En descendant la pente du château, je rattrapai deux dames, que je dépassai. En passant, j’effleurai le bras de l’une d’elles, je levai les yeux, elle avait un visage rond, un peu pâle. Soudain, elle rougit et devint étonnamment belle, je ne sais pourquoi, peut-être à cause d’un mot qu’elle avait entendu dire à un passant, peut-être uniquement à cause d’une pensée silencieuse qu’elle avait eue. Ou bien serait-ce parce que je lui avais touché le bras ? Sa haute poitrine se souleva violemment plusieurs fois, et sa main se crispa sur le manche de son ombrelle. Qu’est-ce qui lui prenait ?
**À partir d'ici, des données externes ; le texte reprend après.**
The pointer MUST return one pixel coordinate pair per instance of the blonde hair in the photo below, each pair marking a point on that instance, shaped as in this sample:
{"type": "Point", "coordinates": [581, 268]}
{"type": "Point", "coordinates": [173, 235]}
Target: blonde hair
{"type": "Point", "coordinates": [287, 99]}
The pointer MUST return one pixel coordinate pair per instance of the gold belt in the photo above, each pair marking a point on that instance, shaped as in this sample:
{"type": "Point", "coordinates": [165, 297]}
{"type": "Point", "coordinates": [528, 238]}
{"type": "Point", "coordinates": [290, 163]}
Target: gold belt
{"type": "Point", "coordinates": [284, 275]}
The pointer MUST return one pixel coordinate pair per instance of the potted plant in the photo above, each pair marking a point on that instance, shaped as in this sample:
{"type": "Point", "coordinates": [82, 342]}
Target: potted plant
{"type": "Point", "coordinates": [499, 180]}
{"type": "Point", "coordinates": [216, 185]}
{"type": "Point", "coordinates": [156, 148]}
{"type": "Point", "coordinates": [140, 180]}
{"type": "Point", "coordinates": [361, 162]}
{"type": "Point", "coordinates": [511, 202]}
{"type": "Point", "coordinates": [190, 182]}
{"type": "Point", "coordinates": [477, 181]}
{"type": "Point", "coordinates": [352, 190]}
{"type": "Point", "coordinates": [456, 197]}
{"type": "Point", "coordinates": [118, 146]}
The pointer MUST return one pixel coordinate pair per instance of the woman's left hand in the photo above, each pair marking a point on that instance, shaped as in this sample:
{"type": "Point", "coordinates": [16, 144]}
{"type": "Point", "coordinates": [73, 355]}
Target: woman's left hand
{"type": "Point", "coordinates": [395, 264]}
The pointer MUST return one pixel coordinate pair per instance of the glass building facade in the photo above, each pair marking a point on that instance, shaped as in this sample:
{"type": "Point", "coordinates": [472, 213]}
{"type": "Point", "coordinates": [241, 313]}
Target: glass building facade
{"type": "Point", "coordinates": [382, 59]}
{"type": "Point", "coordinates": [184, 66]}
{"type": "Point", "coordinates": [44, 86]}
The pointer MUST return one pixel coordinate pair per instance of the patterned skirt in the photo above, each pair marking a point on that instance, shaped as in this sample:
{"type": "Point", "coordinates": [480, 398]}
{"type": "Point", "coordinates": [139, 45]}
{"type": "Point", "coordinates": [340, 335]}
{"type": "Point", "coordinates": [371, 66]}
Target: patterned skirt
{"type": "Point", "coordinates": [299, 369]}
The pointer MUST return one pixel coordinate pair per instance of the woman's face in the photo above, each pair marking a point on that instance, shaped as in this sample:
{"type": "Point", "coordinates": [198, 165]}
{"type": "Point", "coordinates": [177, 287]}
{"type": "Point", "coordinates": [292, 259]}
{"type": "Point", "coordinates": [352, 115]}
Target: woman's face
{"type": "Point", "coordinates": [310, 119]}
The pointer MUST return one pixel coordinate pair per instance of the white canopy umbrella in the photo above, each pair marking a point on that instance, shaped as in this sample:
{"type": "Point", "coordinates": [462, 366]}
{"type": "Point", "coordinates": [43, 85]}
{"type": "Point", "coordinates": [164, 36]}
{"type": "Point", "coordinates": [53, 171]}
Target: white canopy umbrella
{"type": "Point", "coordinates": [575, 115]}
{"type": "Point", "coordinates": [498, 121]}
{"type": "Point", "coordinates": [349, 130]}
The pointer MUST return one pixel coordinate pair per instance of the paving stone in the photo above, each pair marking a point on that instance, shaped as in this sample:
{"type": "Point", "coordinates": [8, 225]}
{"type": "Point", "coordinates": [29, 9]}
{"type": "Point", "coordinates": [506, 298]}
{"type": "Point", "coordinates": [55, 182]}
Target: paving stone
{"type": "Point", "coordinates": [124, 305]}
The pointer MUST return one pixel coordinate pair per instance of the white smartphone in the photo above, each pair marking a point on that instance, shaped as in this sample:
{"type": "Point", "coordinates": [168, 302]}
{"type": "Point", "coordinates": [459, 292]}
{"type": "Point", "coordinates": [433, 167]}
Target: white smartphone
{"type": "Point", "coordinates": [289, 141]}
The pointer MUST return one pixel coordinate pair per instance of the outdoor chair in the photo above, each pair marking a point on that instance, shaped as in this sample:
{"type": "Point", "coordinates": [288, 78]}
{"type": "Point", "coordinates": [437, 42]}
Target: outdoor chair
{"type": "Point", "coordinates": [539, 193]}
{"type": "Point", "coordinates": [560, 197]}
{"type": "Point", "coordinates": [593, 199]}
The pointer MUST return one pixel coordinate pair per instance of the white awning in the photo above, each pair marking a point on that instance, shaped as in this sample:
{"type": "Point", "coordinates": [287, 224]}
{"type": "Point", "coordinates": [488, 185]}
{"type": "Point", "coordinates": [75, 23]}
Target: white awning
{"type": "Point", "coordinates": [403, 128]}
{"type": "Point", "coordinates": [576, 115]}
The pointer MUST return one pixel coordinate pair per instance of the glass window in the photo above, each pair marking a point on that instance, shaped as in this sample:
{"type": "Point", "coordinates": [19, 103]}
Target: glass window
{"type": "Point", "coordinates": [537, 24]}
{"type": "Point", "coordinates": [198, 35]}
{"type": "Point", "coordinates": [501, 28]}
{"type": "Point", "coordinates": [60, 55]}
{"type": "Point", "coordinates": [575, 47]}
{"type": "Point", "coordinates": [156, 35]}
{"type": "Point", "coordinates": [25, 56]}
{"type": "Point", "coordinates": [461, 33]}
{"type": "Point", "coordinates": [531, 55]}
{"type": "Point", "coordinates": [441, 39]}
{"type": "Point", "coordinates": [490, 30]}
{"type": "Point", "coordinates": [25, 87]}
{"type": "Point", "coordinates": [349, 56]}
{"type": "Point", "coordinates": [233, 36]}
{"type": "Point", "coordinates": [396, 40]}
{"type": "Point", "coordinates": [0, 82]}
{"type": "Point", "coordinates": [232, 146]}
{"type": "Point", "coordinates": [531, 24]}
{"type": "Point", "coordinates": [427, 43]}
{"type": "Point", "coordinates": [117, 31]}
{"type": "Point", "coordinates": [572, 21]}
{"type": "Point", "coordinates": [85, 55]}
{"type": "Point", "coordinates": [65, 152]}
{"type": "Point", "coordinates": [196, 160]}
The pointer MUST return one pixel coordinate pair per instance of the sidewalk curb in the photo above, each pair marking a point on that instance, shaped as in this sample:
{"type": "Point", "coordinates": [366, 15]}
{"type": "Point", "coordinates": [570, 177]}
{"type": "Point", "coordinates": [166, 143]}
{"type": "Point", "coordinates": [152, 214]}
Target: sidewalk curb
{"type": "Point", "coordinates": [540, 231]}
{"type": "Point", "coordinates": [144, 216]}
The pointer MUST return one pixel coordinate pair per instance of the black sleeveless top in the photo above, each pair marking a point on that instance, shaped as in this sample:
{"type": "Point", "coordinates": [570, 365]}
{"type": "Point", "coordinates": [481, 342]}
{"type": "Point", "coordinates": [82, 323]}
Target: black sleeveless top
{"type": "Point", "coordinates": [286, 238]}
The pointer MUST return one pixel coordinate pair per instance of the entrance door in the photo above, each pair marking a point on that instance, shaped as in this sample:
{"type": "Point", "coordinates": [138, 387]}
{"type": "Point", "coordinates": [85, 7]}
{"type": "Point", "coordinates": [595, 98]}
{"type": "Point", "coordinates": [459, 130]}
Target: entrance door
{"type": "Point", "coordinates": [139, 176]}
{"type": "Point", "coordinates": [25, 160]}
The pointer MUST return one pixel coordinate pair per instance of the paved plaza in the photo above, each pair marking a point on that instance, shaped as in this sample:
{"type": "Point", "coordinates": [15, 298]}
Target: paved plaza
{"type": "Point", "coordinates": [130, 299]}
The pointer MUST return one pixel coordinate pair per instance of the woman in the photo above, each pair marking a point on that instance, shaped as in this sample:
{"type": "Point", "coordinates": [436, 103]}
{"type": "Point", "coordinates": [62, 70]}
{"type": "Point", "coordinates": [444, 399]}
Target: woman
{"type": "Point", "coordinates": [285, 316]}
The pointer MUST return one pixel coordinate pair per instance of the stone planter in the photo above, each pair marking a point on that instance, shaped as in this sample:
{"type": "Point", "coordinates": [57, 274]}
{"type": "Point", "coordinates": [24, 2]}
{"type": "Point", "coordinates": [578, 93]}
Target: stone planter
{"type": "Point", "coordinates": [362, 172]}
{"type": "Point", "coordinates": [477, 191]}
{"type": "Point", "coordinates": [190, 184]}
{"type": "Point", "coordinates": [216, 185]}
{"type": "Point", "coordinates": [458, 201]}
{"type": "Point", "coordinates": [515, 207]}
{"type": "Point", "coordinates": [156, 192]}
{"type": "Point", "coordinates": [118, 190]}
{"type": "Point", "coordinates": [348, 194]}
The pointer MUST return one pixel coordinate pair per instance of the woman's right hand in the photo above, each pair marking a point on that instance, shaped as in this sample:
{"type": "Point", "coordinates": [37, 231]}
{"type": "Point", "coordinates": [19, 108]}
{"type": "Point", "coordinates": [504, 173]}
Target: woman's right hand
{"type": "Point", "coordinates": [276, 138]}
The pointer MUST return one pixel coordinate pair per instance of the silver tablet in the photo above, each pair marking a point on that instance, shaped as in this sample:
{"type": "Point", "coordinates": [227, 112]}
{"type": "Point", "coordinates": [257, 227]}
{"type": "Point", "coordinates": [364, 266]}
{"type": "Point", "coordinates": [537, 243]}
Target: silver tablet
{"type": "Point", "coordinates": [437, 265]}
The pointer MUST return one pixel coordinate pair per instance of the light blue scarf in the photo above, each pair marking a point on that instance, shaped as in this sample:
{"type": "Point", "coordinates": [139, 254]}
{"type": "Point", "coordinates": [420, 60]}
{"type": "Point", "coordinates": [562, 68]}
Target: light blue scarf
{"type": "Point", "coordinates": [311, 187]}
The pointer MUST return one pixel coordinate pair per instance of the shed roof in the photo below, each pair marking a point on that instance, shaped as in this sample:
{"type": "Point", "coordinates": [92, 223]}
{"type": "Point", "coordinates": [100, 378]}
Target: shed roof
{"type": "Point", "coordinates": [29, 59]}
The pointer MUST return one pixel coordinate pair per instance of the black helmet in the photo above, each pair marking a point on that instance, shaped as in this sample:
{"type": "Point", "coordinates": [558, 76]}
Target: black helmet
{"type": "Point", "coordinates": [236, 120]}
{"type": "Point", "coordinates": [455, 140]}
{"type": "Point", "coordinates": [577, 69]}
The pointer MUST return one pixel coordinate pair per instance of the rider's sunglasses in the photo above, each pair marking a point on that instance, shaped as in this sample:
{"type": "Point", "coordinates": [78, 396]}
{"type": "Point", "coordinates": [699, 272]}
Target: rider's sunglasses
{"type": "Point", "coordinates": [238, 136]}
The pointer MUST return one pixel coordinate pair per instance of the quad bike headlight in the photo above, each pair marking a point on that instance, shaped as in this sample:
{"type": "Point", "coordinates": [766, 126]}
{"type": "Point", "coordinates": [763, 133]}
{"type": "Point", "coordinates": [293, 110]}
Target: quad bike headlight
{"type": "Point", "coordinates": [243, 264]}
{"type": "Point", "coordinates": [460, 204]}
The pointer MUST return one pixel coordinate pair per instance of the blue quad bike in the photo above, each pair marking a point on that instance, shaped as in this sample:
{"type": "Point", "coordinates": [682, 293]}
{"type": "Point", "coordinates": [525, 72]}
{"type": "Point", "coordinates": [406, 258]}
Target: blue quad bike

Je m’arrêtai et la laissai passer devant moi une fois encore, je ne pouvais, en cet instant, aller plus loin, tout cela me paraissait si étrange. J’étais d’humeur irritable, fâché contre moi à cause de cette affaire de crayon et extrêmement excité par cette nourriture que j’avais consommée, le ventre vide. Tout à coup, ma pensée, par une impulsion capricieuse, prit une direction surprenante, je me sentis saisi d’une envie étrange de faire peur à cette dame, de la suivre et de la contrarier d’une manière ou d’une autre. De nouveau, je la rattrapai, la dépassai, me retournai soudain et l’affrontai face à face pour l’observer. Je la regardai droit dans les yeux et trouvai séance tenante un nom que je n’avais jamais entendu, un nom aux résonances fluides, nerveuses : Ulayali. Comme elle était tout près de moi, je me redressai et dis avec insistance :
« Vous perdez votre livre, Mademoiselle. »
En disant cela, je pouvais entendre distinctement battre mon cœur.
« Mon livre ? » demanda-t-elle à sa compagne.